Speaking to Money Management, Max von Sabler, clinical psychologist at MVS Psychology Group in Melbourne, said advisers possibly were unaware how many others were in the same situation as them because they were reluctant to talk about it.
This was particularly a problem for men, who made up a large proportion of the adviser profession, with research by BeyondBlue finding men making up an average of seven out of every nine suicides that occurred each day in Australia. This week, from 13-19 June, was Men’s Health Week.

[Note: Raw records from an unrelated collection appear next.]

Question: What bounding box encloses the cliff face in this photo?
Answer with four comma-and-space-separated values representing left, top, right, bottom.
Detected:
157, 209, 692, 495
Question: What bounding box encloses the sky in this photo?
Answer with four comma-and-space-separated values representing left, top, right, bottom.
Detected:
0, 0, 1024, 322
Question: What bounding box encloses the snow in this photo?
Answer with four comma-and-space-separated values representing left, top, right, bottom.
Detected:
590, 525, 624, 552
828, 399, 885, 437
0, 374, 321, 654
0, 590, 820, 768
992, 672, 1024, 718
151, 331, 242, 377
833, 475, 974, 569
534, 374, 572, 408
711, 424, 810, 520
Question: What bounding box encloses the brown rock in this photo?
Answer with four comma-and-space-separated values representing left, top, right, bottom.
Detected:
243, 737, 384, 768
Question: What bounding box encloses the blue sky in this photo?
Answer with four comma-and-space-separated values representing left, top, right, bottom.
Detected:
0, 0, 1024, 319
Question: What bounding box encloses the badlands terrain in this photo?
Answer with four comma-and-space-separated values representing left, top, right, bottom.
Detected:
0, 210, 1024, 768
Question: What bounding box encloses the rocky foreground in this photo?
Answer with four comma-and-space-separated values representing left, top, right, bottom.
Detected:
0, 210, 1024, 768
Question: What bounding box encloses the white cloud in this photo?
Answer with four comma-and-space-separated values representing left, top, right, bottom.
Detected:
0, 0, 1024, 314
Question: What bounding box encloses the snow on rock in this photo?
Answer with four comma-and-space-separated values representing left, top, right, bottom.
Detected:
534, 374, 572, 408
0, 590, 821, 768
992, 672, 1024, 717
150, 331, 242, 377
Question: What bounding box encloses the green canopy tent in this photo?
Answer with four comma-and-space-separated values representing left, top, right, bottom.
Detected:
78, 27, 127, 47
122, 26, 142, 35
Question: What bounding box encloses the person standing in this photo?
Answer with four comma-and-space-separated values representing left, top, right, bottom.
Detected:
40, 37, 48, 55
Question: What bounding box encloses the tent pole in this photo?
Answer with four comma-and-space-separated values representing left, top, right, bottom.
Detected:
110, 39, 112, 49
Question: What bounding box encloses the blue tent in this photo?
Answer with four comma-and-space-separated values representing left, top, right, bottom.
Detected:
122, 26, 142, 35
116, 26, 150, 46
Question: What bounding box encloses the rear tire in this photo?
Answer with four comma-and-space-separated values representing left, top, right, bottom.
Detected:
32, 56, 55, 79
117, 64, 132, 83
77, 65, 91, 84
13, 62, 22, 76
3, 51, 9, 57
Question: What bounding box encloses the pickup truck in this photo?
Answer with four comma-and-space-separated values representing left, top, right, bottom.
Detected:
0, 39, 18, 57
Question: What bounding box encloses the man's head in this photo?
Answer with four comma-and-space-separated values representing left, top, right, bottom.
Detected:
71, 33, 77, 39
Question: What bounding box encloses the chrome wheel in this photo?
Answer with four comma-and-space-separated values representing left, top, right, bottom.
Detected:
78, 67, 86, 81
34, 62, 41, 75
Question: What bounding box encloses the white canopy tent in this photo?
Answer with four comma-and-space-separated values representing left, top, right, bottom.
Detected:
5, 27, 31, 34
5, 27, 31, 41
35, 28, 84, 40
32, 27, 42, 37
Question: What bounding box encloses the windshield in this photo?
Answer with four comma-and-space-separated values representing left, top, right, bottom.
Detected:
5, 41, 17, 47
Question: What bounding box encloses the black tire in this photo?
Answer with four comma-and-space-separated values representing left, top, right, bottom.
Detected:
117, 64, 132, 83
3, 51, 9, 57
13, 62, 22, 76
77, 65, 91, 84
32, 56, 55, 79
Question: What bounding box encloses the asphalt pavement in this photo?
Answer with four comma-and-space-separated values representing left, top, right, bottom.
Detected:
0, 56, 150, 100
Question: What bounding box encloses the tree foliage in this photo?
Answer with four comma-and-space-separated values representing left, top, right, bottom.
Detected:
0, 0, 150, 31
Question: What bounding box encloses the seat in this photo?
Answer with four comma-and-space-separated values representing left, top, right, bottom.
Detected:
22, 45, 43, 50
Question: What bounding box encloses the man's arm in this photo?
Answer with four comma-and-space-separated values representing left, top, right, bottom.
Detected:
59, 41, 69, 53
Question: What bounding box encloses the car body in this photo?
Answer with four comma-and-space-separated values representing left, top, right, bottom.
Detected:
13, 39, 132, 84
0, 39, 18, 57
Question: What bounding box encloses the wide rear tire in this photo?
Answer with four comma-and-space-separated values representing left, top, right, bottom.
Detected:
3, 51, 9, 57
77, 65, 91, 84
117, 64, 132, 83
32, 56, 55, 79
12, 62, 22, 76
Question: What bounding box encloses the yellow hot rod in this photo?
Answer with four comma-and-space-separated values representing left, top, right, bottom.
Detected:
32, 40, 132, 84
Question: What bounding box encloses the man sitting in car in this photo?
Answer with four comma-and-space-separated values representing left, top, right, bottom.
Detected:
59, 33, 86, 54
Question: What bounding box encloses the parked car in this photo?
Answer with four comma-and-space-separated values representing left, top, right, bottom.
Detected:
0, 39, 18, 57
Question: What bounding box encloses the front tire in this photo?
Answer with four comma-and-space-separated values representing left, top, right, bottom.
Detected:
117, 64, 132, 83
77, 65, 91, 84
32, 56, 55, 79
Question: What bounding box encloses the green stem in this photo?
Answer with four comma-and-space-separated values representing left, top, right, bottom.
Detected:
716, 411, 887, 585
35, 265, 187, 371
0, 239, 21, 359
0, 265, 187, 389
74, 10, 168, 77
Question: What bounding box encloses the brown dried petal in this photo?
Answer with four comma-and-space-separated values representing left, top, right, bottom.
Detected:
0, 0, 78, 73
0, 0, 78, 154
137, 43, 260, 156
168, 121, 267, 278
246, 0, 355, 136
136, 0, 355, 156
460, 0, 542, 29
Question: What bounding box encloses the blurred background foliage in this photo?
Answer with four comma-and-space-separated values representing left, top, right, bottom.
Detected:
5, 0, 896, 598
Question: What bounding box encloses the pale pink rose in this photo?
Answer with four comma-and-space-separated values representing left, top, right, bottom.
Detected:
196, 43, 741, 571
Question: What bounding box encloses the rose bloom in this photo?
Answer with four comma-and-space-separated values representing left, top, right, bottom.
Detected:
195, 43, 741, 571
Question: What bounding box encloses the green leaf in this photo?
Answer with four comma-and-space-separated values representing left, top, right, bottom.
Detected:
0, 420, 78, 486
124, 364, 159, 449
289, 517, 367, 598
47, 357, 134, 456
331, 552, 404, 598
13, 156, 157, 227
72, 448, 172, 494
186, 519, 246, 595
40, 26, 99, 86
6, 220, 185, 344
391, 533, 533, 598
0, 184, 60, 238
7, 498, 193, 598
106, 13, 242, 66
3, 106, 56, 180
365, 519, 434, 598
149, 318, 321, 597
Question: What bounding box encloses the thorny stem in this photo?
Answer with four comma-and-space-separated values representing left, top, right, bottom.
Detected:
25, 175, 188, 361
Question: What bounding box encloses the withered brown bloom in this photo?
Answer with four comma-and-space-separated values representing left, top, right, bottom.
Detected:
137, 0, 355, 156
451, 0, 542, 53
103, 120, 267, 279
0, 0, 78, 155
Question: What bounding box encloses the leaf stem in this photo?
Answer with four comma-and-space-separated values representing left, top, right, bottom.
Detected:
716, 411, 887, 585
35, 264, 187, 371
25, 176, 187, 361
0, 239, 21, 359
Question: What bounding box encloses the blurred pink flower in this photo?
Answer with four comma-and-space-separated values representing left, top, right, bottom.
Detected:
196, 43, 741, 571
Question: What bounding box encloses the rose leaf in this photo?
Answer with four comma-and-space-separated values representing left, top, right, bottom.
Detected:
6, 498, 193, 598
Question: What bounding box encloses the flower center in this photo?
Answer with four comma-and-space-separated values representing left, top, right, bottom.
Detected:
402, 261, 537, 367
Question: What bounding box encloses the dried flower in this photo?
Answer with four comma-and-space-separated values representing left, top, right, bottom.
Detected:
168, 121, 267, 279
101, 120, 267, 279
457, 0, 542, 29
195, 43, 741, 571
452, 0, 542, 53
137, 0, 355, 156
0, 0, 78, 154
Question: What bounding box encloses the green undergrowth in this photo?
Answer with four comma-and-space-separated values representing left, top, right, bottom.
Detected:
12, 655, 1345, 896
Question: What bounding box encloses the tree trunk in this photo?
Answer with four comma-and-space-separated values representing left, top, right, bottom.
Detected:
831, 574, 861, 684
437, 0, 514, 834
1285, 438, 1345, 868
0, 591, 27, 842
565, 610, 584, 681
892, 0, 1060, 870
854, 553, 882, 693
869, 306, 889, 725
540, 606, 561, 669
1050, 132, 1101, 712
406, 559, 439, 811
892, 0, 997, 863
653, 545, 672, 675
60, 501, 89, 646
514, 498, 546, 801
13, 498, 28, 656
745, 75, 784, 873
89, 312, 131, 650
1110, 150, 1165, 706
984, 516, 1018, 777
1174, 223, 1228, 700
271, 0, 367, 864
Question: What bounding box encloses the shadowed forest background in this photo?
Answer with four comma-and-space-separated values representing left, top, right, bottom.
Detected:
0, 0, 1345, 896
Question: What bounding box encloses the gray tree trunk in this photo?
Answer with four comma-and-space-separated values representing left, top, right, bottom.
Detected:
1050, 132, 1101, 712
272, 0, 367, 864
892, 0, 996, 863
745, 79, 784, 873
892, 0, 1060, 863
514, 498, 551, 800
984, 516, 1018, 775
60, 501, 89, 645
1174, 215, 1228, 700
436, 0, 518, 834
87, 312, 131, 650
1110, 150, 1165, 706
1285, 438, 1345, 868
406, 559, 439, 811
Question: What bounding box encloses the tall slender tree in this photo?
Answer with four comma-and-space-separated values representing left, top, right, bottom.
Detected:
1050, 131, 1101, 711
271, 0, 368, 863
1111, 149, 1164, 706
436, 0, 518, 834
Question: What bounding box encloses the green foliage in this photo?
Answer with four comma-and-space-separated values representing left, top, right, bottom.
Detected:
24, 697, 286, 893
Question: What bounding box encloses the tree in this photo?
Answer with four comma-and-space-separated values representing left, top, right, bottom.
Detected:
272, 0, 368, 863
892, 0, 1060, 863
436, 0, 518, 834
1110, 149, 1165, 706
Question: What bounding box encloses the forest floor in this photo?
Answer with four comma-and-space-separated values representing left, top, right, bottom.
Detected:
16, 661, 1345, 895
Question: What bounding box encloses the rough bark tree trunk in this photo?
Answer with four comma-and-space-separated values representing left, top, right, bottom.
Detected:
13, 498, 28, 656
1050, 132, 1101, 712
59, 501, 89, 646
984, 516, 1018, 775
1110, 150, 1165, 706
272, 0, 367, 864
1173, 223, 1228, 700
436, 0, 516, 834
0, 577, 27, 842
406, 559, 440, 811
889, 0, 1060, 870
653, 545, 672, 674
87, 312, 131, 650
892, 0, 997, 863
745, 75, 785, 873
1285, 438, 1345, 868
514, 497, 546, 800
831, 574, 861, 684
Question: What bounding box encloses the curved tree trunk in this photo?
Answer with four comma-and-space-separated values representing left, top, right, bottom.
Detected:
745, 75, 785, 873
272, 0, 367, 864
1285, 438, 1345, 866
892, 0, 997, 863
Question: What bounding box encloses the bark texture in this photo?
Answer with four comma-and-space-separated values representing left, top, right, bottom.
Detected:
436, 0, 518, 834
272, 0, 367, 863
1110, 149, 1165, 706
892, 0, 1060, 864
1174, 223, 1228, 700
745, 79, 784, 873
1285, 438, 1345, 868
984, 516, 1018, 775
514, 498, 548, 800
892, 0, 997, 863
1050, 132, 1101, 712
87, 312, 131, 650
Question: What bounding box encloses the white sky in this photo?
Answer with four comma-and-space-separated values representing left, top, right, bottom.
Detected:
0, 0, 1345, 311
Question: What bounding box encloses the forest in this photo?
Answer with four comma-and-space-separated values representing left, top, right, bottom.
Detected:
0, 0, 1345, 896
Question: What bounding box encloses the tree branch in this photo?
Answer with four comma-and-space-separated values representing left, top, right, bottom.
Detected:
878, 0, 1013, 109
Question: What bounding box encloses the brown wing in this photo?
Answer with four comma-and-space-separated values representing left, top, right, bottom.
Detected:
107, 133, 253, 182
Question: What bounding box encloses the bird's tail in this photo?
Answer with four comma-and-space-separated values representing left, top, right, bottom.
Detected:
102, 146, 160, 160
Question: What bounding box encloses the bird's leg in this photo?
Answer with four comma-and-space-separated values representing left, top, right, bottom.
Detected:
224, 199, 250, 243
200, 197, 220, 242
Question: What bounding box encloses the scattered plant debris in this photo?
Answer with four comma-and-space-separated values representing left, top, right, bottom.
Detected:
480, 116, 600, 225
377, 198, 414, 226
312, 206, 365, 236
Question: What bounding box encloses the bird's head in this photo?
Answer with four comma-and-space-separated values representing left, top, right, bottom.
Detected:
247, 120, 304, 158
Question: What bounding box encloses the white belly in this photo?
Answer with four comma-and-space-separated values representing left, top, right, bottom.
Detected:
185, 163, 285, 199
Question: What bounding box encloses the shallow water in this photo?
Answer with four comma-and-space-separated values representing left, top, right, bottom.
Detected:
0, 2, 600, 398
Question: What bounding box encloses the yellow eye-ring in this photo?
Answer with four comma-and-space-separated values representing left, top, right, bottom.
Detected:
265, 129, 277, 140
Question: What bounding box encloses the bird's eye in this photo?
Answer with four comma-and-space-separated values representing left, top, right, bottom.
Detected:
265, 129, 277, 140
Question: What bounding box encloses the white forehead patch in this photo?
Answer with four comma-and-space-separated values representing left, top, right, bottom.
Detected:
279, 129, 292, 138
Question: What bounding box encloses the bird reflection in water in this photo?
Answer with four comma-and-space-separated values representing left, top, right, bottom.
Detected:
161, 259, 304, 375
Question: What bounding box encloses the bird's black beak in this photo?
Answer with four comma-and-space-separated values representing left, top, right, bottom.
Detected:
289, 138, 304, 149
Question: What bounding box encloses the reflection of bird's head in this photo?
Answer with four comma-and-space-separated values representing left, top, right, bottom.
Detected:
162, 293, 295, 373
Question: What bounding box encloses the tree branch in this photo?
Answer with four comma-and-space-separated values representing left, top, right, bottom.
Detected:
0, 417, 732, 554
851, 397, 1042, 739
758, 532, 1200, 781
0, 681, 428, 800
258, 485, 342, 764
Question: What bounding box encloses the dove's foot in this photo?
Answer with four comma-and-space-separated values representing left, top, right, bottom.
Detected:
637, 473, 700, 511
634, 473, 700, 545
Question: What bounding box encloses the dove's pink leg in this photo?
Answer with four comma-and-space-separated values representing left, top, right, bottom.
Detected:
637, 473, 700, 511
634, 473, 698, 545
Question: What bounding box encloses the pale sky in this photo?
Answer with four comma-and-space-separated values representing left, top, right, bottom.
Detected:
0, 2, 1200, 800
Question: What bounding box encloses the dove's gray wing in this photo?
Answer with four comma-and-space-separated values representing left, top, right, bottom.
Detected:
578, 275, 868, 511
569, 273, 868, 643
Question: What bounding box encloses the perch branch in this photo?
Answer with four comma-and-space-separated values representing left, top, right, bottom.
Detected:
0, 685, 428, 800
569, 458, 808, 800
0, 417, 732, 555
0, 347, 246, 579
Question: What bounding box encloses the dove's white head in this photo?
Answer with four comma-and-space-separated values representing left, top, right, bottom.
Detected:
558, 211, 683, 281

Von Sabler said: “For advisers who are affected, my takeaway would be that you’re not alone. What you are going through is an experience being felt by many others, more than you would imagine.
“There is a huge amount of shame and a lot of these people don’t feel able to talk to a professional. That creates a barrier for talking about it.”
He recommended advisers or anyone struggling in the profession found a person they could confide in, whether that was a friend or a mental health professional.
“You need a trusted circle, or at least one other person, that you can talk to about what’s happening. Leaning on friends and family wherever possible is essential or reaching out for professional help. Things like exercise, good nutrition and keeping active are important but they will only go so far for people who are struggling.
“Sharing the burden with other people has an absolutely enormous effect on how we feel.”